Documentaire "Wanted" sur France2, dans la série Infrarouge, il y a 2 semaines.
Il s'agit des récompenses promises en Afghanistan par l'armée US pour toute arrestation d'un taliban.
Tarif : 5000 $ par tête. Le montant peut paraître élevé : il est justifié officiellement par le coût des opérations militaires - arréter un taliban est tout sauf gratuit - et par l'idée de motiver des chefs de vallée à rester du côté américain : c'est rentable, ça permet de s'armer contre d'éventuels contre-coups, etc...
Synthèse des interviews : des officiers américains - du lieutenant au colonel - , des chefs de village et d'anciens prisonniers afghans disent tous la même chose : la moitié du temps, ces "captures de talibans" sont un excellent moyen de gagner beaucoup d'argent en se débarrassant de gens qu'on n'aime pas.
On fait une descente dans la vallée d'à côté, avec laquelle on a des comptes à régler. Où dans la même vallée, dans le village qui abrite un vieil ennemi, dont on n'apprécie pas l'influence. Vous voulez des talibans ? Pas de problème ! On vous en trouve.
Et c'est parfois un excellent moyen de faire beaucoup d'argent en ramassant des gens qu'on ne connaît même pas.
Evidemment on fait un peu de marketing auprès des Américains : ces gens habitent près d'un endroit où il y a eu une attaque, un attentat, ou alors ils fréquentent la même mosquée que... Sadar Khan Dupont
, le taliban bien connu... Patali patalère... Parfois quelques tortures prouvent même qu'ils ont des choses à se reprocher : ils avouent. Parfois, un an à Guantanamo échoue à leur faire dire autre chose que la vérité : on les a ramassés pour le fric.
Sur le nombre, il y a évidemment des talibans authentiques. Savoir dans quelles proportions est impossible. Ce ne sont sans doute pas les plus combatifs : les plus durs sont difficiles à attraper.
Des chefs de bande turkmènes (je pense que c'était bien ça : turkmènes) expliquent qu'ils ont encaissé 800 000 $ en se regroupant pour faire les courses. Une fortune, même après avoir récompensé leur "personnel". Ma petite entreprise... connaît pas la crise.

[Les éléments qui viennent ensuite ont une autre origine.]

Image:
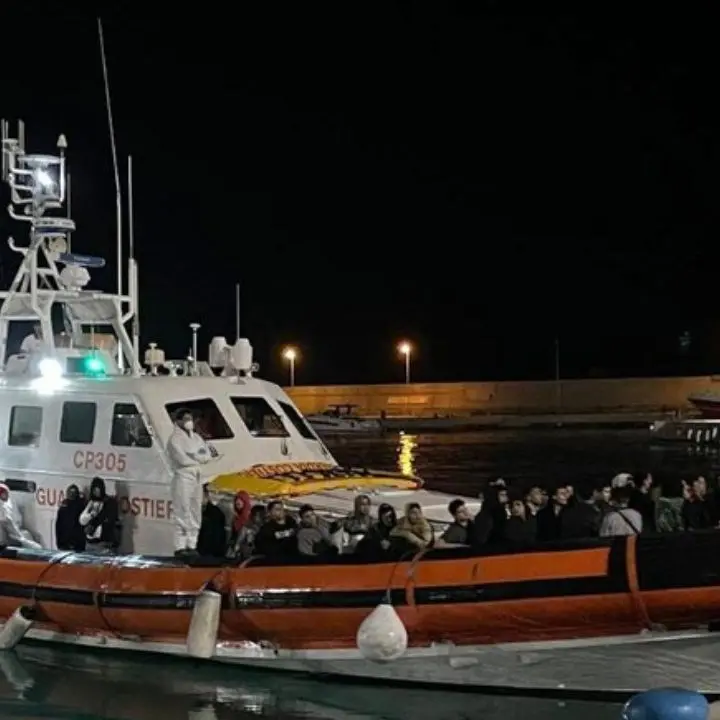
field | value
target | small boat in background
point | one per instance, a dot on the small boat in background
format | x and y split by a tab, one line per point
708	403
343	420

Il va sans dire que ce genre de pratique n'est pas de nature à réduire le nombre des talibans authentiques : ceux dont on a razzié les amis ou la famille ne sont pas contents. Ils ont des compte à régler avec leurs ravisseurs, et avec les Américains, qui sont la cause du désordre.
Tonnerre a écrit:
(...) en Afghanistan où la culture du pavot finance en grande partie les activités des talibans--achat d'armes occidentales en particulier.
Ce n'est pas pour rien que l'on a créé le néologisme "Etat narco-terroriste" qui s'applique également à ces deux pays.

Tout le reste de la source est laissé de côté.